About this test
Medications is Domain 1 of the PTCE and the single largest slice of the exam: 35% of the 2026 content outline. It covers generic names, brand names and classifications, therapeutic duplications, drug interactions and contraindications, dosage forms and routes of administration, side effects, indications, drug stability, and proper storage.
This 30-question practice test samples every one of those knowledge areas. If you can score consistently above 80% here, you've secured the biggest scoring opportunity on the whole exam.
New to the material? Work through our 2026 PTCB study guide first, then reinforce it with the top 200 drugs list by class.
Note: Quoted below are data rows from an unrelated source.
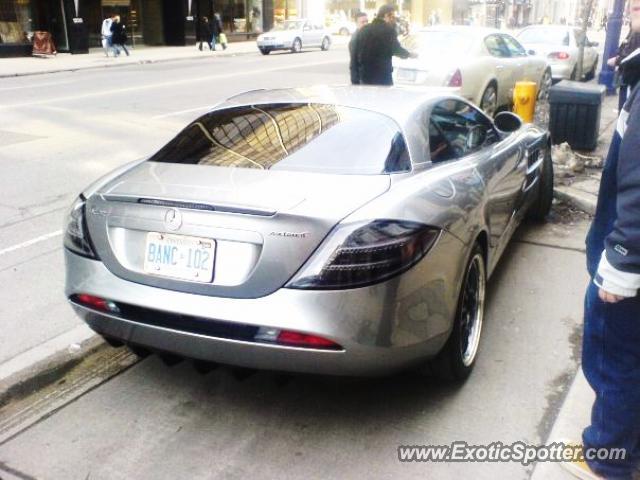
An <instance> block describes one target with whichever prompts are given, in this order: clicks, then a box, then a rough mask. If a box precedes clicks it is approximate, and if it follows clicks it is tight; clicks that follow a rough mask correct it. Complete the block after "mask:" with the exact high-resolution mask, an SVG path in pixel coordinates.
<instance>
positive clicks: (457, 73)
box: [448, 70, 462, 88]
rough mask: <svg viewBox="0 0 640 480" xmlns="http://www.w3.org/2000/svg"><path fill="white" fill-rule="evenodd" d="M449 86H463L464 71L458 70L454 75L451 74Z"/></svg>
mask: <svg viewBox="0 0 640 480" xmlns="http://www.w3.org/2000/svg"><path fill="white" fill-rule="evenodd" d="M448 86H449V87H457V88H459V87H462V72H461V71H460V70H456V71H455V72H454V73H453V75H451V79H450V80H449V85H448Z"/></svg>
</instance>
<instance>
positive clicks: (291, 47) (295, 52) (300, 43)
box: [291, 38, 302, 53]
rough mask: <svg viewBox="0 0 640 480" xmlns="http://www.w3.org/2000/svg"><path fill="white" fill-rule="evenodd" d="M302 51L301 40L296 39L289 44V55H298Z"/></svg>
mask: <svg viewBox="0 0 640 480" xmlns="http://www.w3.org/2000/svg"><path fill="white" fill-rule="evenodd" d="M301 51H302V40H300V39H299V38H296V39H295V40H294V41H293V44H291V53H300V52H301Z"/></svg>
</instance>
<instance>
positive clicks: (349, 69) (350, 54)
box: [349, 12, 369, 85]
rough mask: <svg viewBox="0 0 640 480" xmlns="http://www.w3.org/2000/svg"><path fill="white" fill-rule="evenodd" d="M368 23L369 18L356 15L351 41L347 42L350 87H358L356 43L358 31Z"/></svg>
mask: <svg viewBox="0 0 640 480" xmlns="http://www.w3.org/2000/svg"><path fill="white" fill-rule="evenodd" d="M368 23H369V17H367V14H366V13H365V12H358V13H357V14H356V31H355V32H354V33H353V35H351V40H349V56H350V61H349V71H350V72H351V84H352V85H360V68H359V66H358V57H357V53H356V42H357V38H358V35H359V34H360V30H362V29H363V28H364V26H365V25H367V24H368Z"/></svg>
What's in the question bank
| Topic | Questions in bank |
|---|---|
| Drug Class | 19 |
| Brand Generic | 13 |
| Storage | 10 |
| Interactions | 10 |
| Side Effects | 7 |
| Expiration | 7 |
| Contraindications | 7 |
| Indication | 6 |
Key concepts to know
Brand ↔ generic fluency
The exam expects instant recognition in both directions (atorvastatin is Lipitor, Lipitor is atorvastatin) plus the drug's class and primary indication. Drill the highest-dispensed drugs first; they appear most often in practice.
Interactions and contraindications
Focus on the common, high-stakes pairs: warfarin with NSAIDs, MAOIs with SSRIs, nitrates with PDE-5 inhibitors, and interactions involving supplements like St. John's wort. The 2026 outline explicitly includes drug-supplement, drug-laboratory and drug-disease interactions.
Storage and stability
Know refrigeration ranges (2-8°C for most vaccines and insulins), which products must be protected from light, reconstitution beyond-use dates, and which insulins are stable at room temperature after first use.
Medications Practice Test: FAQ
How much of the PTCE is about medications?
Under the content outline effective January 6, 2026, the Medications domain is 35% of the exam: roughly 32 of the 90 questions. It was 40% under the previous outline, so older study guides overstate it slightly.
Do I need to memorize the top 200 drugs?
You don't need all 200, but strong brand/generic/class recall for the most-dispensed drugs is expected. Pair this test with our dedicated Top 200 Drugs quiz for focused drilling.
Official sources checked
This quiz's content and explanations are built from and cross-checked against primary sources. Verify current exam facts directly with PTCB.